No effect on efficiency in automatic conversion between numbers and strings?

There is automatic conversion between numbers and strings in Perl.

From the Llama book:

You don't need to worry about the difference between numbers and strings; just use the proper operators, and Perl will make it all work.

And if you're worried about efficiency, don't be. Perl generally remembers the result of a conversion so that it's don开发者_StackOverflow社区e only once.

How does this happens?
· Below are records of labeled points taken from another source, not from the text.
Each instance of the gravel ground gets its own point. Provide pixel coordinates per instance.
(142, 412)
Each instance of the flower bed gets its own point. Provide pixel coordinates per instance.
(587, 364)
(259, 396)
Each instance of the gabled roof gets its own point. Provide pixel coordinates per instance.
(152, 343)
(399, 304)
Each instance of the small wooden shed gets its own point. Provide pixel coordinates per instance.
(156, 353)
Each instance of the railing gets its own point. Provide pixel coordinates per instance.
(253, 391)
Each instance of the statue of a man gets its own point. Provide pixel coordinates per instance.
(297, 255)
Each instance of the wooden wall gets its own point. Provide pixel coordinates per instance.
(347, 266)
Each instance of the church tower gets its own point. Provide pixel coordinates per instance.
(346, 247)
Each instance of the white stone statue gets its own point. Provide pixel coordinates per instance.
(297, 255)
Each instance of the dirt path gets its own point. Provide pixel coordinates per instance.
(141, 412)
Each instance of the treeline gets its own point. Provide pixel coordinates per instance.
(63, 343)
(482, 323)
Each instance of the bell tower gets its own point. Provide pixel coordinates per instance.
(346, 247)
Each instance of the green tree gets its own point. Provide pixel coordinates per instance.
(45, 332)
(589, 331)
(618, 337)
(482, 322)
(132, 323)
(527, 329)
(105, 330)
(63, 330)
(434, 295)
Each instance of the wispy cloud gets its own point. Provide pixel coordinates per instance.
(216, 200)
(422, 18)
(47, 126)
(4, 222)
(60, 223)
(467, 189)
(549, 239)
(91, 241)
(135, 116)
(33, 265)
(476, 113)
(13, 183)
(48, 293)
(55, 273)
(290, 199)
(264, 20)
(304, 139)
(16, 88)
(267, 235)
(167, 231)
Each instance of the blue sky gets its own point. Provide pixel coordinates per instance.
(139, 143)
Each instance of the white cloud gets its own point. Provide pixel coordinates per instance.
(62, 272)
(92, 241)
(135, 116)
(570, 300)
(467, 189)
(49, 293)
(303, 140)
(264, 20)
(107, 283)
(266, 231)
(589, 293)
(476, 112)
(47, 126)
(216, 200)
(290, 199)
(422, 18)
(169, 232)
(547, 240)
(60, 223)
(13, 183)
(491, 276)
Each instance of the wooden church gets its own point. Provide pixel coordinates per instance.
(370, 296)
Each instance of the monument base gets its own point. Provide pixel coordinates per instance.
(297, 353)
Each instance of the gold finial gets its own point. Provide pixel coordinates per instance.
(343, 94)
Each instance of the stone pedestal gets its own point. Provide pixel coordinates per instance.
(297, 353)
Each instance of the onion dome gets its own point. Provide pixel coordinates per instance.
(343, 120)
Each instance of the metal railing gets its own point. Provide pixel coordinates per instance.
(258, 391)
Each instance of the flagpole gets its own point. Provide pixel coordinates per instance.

I mean how does Perl remembers it and for how much time?

Doesn't it affect the efficiency even by a single bit?

Why should the efficiency be slower?

If you do the conversion automatically or manually, it is absolutely the same. But by doing it automatically you just need to type less code.

A scalar variable in perl can hold many different values. The runtime (perl interpreter) does a conversion and saves the number inside the scalar.

You can see such internal things with Devel::Peek

#!/usr/bin/env perl
use Devel::Peek;

my $value = '15';
Dump($value);
$value + 5;
Dump($value);
$value = 5;
Dump($value);

Output:

SV = PV(0x8f71040) at 0x8f82d88
  REFCNT = 1
  FLAGS = (PADMY,POK,pPOK)
  PV = 0x8f7ecb8 "15"\0
  CUR = 2
  LEN = 4
SV = PVIV(0x8f7a2fc) at 0x8f82d88
  REFCNT = 1
  FLAGS = (PADMY,IOK,POK,pIOK,pPOK)
  IV = 15
  PV = 0x8f7ecb8 "15"\0
  CUR = 2
  LEN = 4
SV = PVIV(0x8f7a2fc) at 0x8f82d88
  REFCNT = 1
  FLAGS = (PADMY,IOK,pIOK)
  IV = 5
  PV = 0x8f7ecb8 "15"\0
  CUR = 2
  LEN = 4

Here you can see that a Scalar Value (SV) has "15" the string as (PV), after doing an addition it adds (IV) (Integer Value).

A scalar contains a flags to know which value is correct. In the first dump you see the Flag POK that says PV is a correct current value. If you ask for this value, perl can immediately return this value.

After the addition you see "IOK" that says "IV" value is also okay. Actually the variable itself was not changed, but because an addition with a string was made perl needed todo a conversation from string to an int. What you see after the addition is that POK and IOK are valid. That means the Scalar currently holds a valid string and a valid Integer. As long as the variable doesn't change, both values are valid, and perl don't need to do a conversation.

But after changing the value to the integer 5 you see that "POK" is not set anymore. This operation sets the IV to a new value and invalidates the PV value. As long as you just work with $value as an integer nothing additional will happen. As soon as you use $value within a string context will will do a conversion to a string and will update PV and sets POK. But only has to do that once.